La miniaturisation constante des puces microélectroniques conduit à une multiplication de leurs capacités et de leurs utilisations. C’est le cas avec les systèmes d’identification par radio-fréquence (RFID), présents désormais un peu partout et que les nanotechnologies devraient encore perfectionner tout en réduisant leur coût. Sources de productivité en milieu industriel, de confort dans la vie quotidienne, ces outils sont toutefois synonymes de moyens de surveillance et de contrôle des personnes, surtout quand ils s’associent à d’autres moyens d’identification biométrique.

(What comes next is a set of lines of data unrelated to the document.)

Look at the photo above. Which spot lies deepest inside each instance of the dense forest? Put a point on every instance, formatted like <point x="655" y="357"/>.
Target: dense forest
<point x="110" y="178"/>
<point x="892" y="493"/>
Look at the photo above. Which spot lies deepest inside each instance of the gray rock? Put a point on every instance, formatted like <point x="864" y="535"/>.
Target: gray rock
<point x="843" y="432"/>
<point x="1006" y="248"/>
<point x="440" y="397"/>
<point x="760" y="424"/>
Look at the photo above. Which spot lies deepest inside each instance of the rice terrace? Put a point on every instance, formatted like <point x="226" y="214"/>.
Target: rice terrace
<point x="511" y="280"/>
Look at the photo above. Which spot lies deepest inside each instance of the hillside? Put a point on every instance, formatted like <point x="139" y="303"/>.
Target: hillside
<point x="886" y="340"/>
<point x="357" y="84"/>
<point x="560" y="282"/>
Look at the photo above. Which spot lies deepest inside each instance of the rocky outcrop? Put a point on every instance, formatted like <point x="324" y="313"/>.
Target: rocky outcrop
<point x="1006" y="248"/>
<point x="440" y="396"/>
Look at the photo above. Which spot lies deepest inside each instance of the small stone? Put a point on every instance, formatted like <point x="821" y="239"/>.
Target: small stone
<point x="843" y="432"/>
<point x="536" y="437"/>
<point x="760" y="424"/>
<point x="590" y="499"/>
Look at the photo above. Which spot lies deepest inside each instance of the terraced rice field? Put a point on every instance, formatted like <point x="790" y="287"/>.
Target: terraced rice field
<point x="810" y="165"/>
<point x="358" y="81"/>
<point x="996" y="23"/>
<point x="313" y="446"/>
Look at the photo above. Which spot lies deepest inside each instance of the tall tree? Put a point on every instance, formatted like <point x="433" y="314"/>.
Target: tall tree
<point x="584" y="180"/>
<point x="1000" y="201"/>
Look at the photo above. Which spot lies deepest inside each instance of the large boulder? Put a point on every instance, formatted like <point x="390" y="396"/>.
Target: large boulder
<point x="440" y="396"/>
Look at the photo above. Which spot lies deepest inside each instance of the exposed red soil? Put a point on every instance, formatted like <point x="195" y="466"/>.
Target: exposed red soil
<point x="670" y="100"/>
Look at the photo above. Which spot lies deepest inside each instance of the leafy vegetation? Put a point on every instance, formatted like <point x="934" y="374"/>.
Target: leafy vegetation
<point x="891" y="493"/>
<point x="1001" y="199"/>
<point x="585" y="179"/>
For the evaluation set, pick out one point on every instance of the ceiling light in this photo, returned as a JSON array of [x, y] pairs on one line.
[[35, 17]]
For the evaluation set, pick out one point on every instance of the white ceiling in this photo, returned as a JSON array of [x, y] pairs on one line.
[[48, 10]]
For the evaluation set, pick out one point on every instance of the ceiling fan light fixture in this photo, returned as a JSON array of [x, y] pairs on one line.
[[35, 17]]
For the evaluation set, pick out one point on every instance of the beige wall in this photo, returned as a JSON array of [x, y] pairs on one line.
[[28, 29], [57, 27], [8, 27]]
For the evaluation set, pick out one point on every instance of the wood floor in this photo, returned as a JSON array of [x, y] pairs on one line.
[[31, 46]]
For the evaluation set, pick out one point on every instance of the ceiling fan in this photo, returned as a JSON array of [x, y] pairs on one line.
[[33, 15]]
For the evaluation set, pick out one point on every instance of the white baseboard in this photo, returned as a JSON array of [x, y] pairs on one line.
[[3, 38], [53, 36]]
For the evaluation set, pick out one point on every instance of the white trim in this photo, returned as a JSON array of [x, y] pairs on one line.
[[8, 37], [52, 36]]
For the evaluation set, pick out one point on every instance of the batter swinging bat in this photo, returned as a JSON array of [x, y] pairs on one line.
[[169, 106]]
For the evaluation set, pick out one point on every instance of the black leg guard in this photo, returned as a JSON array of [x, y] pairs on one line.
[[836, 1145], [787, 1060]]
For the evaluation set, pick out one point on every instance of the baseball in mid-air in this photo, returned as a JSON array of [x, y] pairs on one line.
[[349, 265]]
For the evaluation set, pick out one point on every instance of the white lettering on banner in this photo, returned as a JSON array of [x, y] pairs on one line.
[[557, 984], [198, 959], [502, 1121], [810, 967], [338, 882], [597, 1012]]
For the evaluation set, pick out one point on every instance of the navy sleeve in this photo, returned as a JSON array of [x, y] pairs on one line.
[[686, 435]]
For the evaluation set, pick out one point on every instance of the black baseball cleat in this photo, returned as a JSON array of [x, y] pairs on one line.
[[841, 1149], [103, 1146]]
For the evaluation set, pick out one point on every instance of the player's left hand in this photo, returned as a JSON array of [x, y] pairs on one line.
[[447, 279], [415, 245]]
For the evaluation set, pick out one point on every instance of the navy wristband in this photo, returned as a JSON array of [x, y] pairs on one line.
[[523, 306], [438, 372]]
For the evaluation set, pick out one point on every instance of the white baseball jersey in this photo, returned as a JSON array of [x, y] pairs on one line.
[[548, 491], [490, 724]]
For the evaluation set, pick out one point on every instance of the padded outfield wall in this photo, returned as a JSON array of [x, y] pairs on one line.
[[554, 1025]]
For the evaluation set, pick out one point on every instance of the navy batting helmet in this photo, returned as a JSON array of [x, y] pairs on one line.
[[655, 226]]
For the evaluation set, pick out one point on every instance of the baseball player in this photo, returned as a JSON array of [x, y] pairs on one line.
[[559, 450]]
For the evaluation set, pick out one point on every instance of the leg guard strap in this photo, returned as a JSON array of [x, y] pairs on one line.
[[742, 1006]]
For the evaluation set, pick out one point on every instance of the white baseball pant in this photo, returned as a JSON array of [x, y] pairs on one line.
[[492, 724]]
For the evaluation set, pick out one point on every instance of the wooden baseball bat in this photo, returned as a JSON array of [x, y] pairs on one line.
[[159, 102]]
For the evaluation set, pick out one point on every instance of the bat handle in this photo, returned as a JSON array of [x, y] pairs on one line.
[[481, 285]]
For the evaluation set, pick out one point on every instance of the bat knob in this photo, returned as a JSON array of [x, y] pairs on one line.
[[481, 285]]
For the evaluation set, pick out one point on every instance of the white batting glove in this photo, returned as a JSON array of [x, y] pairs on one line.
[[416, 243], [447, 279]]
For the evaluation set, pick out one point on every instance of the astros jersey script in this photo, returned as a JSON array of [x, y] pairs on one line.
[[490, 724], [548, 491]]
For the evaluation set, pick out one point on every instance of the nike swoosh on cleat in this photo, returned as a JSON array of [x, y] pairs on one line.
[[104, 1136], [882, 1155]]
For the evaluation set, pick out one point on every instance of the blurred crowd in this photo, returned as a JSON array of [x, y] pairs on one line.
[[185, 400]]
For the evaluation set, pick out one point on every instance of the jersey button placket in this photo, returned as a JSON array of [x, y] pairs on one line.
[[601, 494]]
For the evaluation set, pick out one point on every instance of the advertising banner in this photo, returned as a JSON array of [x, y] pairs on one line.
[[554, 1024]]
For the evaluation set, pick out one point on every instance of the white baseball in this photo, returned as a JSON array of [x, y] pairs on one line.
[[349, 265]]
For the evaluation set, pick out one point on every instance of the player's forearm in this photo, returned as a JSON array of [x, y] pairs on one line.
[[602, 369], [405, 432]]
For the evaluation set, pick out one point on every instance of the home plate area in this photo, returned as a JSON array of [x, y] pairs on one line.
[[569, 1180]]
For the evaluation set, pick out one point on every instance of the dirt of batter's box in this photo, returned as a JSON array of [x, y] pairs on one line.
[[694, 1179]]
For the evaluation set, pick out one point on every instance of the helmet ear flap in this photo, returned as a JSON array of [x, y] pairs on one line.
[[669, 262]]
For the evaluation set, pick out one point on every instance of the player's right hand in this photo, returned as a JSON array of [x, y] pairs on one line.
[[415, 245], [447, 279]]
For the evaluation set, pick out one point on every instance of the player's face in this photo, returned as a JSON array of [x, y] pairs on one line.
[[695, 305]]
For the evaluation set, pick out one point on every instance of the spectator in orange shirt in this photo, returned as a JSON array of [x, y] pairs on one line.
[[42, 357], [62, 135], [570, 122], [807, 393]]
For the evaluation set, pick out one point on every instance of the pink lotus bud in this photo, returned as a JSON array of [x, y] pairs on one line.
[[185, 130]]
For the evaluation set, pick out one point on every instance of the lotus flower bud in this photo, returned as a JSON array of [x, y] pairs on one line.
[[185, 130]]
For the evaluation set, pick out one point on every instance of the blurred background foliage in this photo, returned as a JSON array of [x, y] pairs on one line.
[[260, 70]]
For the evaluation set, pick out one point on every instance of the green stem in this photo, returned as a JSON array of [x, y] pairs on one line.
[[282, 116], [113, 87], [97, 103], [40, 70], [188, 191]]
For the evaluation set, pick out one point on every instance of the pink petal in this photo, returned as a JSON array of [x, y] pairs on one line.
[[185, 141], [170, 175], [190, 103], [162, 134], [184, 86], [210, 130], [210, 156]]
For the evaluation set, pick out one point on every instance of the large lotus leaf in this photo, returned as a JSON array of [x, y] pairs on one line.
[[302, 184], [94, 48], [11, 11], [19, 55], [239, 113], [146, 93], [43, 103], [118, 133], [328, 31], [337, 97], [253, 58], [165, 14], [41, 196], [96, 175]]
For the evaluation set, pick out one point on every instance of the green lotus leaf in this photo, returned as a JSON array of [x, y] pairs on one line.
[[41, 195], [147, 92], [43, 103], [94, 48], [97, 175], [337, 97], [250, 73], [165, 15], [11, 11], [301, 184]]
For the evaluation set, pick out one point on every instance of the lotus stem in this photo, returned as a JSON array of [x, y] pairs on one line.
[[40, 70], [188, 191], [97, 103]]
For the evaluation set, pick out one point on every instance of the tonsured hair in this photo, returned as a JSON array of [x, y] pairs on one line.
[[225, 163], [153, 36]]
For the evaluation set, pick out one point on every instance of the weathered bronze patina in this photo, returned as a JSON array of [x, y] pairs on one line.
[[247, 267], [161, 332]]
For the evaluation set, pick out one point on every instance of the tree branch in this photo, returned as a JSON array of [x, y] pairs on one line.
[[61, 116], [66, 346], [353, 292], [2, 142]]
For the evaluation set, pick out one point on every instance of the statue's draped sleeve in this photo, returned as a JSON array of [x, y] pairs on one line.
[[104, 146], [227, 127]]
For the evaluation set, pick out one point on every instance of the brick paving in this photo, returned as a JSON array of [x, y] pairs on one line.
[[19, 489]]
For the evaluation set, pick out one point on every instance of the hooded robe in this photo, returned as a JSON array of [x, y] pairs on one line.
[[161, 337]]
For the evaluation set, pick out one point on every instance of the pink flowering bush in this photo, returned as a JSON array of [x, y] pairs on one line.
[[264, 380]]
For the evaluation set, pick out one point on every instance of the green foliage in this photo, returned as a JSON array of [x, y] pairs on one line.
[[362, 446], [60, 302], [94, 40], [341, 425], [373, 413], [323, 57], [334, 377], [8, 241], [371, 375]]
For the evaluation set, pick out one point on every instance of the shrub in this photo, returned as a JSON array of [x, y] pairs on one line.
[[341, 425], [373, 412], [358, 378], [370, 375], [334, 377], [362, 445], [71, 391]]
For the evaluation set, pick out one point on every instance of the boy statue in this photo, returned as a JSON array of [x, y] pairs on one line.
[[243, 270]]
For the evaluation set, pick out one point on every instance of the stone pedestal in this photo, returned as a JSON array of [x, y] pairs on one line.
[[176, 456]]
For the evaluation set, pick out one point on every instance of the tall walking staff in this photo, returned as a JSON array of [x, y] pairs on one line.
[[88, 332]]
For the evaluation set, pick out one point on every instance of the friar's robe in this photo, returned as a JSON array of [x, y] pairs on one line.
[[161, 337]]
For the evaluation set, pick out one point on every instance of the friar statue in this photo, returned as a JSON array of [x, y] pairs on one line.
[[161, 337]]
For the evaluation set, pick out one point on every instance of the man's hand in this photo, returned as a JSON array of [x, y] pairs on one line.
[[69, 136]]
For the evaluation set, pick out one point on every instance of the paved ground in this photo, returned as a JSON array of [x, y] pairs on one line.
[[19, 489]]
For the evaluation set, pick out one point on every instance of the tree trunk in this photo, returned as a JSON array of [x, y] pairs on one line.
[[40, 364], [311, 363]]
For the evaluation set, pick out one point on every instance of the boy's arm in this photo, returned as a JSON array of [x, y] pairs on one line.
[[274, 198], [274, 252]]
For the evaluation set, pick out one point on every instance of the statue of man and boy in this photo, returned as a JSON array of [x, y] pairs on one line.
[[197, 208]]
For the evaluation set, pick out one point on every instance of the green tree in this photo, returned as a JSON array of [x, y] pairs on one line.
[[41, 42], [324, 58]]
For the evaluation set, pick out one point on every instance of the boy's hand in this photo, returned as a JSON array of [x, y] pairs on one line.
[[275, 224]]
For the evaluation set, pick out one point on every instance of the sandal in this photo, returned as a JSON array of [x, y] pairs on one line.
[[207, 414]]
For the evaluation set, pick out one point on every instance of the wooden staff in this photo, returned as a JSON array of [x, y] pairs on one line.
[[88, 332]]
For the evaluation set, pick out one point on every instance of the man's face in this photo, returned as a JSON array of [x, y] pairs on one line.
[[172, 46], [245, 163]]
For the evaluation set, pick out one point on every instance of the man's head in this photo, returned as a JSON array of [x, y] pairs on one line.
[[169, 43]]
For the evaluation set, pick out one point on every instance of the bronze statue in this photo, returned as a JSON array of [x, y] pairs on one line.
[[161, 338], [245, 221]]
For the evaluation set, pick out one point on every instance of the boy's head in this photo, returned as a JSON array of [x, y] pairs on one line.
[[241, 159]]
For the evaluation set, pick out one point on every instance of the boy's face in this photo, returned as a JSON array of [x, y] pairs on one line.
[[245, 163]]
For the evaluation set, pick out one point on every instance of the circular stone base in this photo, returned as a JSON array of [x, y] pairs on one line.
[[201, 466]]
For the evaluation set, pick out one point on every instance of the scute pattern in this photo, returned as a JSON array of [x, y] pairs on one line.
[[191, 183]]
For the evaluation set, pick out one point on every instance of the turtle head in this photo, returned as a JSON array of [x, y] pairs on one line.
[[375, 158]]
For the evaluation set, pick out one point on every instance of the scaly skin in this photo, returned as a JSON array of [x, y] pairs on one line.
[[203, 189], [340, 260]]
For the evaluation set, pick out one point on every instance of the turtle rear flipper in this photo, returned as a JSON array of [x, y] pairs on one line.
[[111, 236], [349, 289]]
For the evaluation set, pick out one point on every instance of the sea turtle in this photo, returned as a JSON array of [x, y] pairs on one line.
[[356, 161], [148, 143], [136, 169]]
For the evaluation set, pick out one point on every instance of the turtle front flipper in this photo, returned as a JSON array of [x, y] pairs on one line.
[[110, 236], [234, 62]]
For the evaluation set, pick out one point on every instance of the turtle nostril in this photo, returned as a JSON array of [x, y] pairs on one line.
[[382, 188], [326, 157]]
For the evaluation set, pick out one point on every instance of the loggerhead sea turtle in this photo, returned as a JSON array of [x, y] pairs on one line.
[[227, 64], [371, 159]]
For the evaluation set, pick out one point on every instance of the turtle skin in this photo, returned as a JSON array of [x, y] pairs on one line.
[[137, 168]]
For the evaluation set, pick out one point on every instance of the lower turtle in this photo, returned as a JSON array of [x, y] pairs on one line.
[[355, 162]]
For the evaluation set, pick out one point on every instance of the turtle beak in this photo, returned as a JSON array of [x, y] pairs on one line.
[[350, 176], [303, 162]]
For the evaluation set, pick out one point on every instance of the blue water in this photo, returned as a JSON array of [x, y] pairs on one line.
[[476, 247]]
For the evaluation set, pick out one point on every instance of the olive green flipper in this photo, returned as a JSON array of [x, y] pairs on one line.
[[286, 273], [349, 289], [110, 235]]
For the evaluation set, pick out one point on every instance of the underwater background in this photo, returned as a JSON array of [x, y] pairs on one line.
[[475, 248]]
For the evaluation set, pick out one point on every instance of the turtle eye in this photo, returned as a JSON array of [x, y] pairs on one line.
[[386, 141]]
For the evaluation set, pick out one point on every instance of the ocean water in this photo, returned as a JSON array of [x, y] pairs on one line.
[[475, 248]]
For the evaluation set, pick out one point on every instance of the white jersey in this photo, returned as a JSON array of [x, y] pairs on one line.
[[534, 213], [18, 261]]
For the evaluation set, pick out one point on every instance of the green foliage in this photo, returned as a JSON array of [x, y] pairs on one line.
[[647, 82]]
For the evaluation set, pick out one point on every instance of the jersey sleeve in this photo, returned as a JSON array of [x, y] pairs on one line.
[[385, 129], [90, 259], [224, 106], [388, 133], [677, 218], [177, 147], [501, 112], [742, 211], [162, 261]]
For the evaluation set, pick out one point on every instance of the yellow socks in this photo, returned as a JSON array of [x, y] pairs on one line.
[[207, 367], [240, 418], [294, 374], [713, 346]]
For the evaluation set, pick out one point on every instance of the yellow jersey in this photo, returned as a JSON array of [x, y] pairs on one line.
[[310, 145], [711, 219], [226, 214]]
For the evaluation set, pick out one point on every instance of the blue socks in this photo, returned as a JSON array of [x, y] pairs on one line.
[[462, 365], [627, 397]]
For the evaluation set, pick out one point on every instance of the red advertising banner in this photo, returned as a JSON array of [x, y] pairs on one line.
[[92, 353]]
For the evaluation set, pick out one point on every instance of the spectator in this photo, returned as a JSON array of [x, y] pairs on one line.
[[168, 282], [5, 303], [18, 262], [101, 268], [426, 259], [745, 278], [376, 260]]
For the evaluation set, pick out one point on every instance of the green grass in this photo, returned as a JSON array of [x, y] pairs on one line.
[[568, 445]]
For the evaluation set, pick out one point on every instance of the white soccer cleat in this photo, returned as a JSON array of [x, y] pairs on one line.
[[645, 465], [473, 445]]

Alain Weber, avocat et membre de la Commission informatique et libertés de la Ligue des droits de l’Homme, avait abordé en avril 2006 les menaces que le développement de ces technologies fait peser sur nos libertés. Nous reprenons ce texte initialement publié sur le site « VIVANT : l’actualité des sciences et débats sur le vivant » [1].
Micropuce implantable de la société américaine VeriChip. Cette puce, approuvée par la FDA, contient les informations médicales de la personne et peut être utilisée en cas d’urgence pour traiter rapidement le patient.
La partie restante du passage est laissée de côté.